Nascer e Crescer vol.20 no.4 Porto  2011

 

Uma visão da abordagem da neutropenia

 

Luís Ribeiro1, Emília Costa1, Esmeralda Cleto1, José Barbot1

1 U. Hematologia Pediátrica, CH Porto

CORRESPONDÊNCIA

 

RESUMO

A documentação de neutropenia numa criança pode ser feita em contextos muito variados, que vão desde o achado ocasional até à infecção de gravidade extrema.

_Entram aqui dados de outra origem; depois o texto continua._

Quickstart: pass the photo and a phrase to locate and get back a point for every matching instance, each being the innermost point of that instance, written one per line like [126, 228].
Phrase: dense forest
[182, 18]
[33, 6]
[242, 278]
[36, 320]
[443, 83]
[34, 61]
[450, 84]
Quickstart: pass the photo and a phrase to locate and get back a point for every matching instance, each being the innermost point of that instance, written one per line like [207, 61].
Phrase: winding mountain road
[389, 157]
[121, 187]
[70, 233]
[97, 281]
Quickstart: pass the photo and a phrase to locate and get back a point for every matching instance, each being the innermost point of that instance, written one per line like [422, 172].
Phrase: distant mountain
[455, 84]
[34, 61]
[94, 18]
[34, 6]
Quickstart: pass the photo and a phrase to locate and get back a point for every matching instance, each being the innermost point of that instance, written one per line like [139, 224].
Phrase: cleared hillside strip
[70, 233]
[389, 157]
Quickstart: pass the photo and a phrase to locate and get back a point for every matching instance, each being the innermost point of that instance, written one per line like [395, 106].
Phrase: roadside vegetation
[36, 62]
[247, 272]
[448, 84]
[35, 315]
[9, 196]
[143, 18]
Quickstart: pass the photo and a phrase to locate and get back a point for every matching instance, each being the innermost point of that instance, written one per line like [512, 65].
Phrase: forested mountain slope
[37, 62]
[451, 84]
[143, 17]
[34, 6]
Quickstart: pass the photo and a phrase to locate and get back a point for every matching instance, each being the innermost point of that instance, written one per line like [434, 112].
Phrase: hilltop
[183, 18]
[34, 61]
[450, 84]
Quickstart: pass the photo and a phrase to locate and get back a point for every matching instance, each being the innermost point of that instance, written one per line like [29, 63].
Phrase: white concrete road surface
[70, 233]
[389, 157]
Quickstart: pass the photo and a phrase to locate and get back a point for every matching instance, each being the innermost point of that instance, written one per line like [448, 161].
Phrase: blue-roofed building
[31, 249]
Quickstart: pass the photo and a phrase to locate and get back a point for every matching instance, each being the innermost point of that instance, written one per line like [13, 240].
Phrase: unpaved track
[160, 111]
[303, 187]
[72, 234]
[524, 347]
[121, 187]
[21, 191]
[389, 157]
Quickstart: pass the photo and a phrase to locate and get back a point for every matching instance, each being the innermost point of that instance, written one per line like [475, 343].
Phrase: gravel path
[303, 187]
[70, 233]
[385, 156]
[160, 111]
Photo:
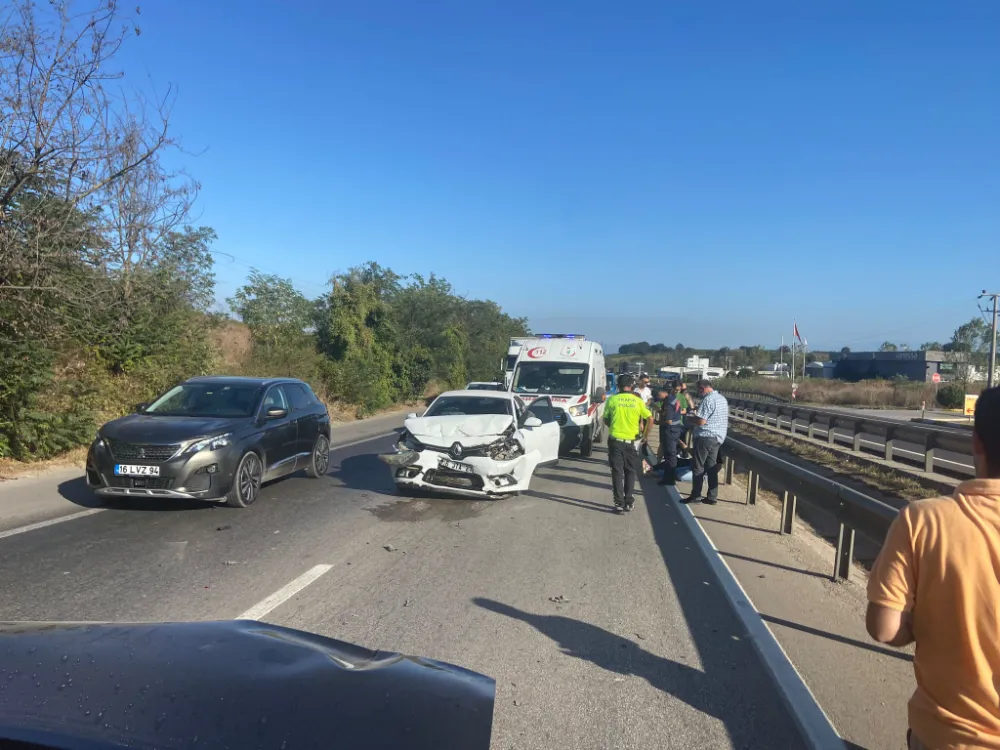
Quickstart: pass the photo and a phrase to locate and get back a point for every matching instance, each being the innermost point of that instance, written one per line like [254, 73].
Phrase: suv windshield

Por outro lado, os diagnósticos etiológicos são muito diversos, podendo ser de natureza congénita ou adquirida, aguda ou crónica e primária ou secundária. Esta diversidade dificulta a sua abordagem, que deve ser feita de uma forma o mais possível protocolada mas ao mesmo tempo versátil. No presente texto, os autores procuram estruturar um raciocínio diagnóstico contemplando estas duas vertentes. Na parte final são abordadas algumas patologias que incidindo em idade pediátrica podem cursar com neutropenias mais ou menos importantes.

Palavras-chave: neutropenia, adquirida, congénita, criança.

 

An approach to neutropenia: a point of view

ABSTRACT

Neutropenia in a child can be diagnosed in quite varied contexts, ranging from the occasional finding to the extreme serious infection. Additionally etiology may be congenital or acquired, acute or chronic and primary or secondary. This diversity raises difficulties in the strategy of management, that should be protocol but also flexible. In this paper, the authors aim to structure a diagnostic approach considering these two aspects. The final section addresses some pathologies that may cause neutropenia in the pediatric population with more or less severity.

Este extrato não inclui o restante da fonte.